Industry (Foodstuff)


Sake (Higashi-Hiroshima)

In places with fresh, tasty water and delicious rice very good sake can be brewed.
There are many sake breweries all over Hiroshima Prefecture. In particular Saijo town of Higashi-Hiroshima belongs with Nada in Kansai and Fushimi to the three most famous sake producing areas in Japan.
Saijo district at the foot the mountains is located at the northern end of a plateau on an altitude of 200 m. The available water contains an appropriate amount of chlorine and is of intermediate hardness. Differences between warm and cold during the sake brewing season in winter are not very marked and thus provide optimal natural conditions for the brewing.
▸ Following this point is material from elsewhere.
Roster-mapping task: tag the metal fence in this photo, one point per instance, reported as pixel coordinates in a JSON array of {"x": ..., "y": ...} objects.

A combination of rigorously selected sake rice and the results of long years of research into sake brewing technologies helped to establish the present rank of Hiroshima's sake.

Saijo's sake is delicious and can be drunk without loosing interest or getting satiated ("fed up").
In 1898 in Akitsu within Toyoda district the sake brewer Senzaburou Miura introduced a brewing technique using soft water and the obtained sake gained a high reputation.
The Saijou sakes developed to a perfection that the society for the evaluation of sake products established in 1907 awarded them one after the other with high prizes.
Moreover, following recent consumer trends efforts are made to develop new, value added product like Ginjo sake, pure rice sake and "real" brewed sake.
In July 1995 the Brewery Laboratory of the National Tax Office moved from Tokyo into the science park of Higaghi-Hiroshima and now conducts there studies of sake brewing.